Viele Pferdebesitzer möchten eine harmonische Beziehung zu ihrem Tier aufbauen – doch oft stehen traditionelle Konzepte wie die Dominanztheorie diesem Ziel im Weg. Lange Zeit galt die Vorstellung, dass der Mensch als „Herdenchef“ auftreten müsse, um das Pferd zu führen. Doch aktuelle wissenschaftliche Erkenntnisse zeigen, dass diese Annahme nicht nur überholt, sondern sogar hinderlich sein kann. Was bedeutet das für den täglichen Umgang mit Pferden? Welche Alternativen gibt es, die auf Vertrauen statt Unterordnung setzen? Dieser Artikel beleuchtet die Missverständnisse rund um die Dominanztheorie und zeigt, wie eine partnerschaftliche Beziehung zwischen Mensch und Pferd gelingen kann. 

Warum uns Dominanz nicht weiterhilft

Als ich vor vielen Jahren begann, mich auf eine andere Art mit Pferden auseinanderzusetzen, war das vorherrschende Bild von der Idee geprägt, der Mensch müsse das ranghöchste Tier in der fiktiven Zweierherde sein. Nur als kompetenter Leader könne das Pferd sich dem Menschen anschließen, der als „Chef im Ring“ seine Position verteidigt. Vor dem Hintergrund natürlicher Herdenkonstellationen klang das plausibel, und so verteidigte ich fortan meinen „Rang“.

Da viele Menschen es mir gleichtaten und das Konzept in der Praxis funktionierte, fühlte ich mich in meinem Ansatz bestätigt.
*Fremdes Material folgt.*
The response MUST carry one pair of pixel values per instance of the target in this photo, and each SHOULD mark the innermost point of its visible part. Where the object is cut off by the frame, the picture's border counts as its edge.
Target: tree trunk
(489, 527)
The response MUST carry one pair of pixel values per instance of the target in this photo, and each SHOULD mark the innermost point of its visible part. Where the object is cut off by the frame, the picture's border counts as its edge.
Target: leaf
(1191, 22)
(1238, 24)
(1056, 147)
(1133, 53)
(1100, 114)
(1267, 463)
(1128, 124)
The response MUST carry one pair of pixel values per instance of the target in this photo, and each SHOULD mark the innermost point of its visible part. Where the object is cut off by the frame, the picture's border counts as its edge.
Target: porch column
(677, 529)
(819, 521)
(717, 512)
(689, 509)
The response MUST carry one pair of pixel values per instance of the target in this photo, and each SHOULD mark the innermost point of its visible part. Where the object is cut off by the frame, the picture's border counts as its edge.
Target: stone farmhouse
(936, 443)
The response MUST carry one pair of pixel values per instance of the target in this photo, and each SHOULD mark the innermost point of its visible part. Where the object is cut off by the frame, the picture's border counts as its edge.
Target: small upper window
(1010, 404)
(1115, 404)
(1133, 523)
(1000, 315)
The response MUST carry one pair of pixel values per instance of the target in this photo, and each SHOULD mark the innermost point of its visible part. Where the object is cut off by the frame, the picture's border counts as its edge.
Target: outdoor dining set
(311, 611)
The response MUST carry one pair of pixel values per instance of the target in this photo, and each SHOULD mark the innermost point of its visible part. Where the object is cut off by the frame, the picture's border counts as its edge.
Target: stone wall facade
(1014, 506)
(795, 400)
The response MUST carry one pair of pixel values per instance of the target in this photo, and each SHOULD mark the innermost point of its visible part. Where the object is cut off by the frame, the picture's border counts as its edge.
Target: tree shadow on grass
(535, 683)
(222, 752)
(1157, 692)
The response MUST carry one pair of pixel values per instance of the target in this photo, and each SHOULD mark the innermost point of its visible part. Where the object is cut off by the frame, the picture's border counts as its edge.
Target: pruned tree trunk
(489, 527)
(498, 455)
Doch wohlgefühlt habe ich mich oft nicht damit. In der Praxis bedeutete es, Regeln durch Strafe durchzusetzen, das Pferd zu begrenzen und zu regulieren, wenn es nicht gehorchte. Dabei wollte ich doch eigentlich eine freundschaftliche Beziehung – kein Arbeitsverhältnis, in dem das Pferd sich mir unterordnet. Doch man kann nur handeln, wie es das eigene Wissen zulässt. Also blieb ich dabei, in dem Glauben, das Beste für mein Pferd zu tun.

Was sagt die Wissenschaft?

Heute belegen verschiedene Studien, dass eine artübergreifende Rangordnung zwischen Mensch und Pferd im Grunde eine Illusion ist. Selbst innerhalb der Herde ist die Hierarchie nicht immer klar geregelt und kann wechseln. Zudem sind von Menschen zusammengestellte Herden oft konfliktreich, da Ressourcen wie Futterplätze, Wasserstellen oder Platz begrenzt sind. Das ist kein repräsentatives Bild der Natur. Stehen ausreichend Ressourcen zur Verfügung, entstehen selten ernsthafte Auseinandersetzungen. Dennoch sind die Konzepte von Dominanz, Rangordnung und „Herdenchef“ in der Pferdewelt allgegenwärtig und werden oft als Standardlösung betrachtet, wenn Probleme auftreten.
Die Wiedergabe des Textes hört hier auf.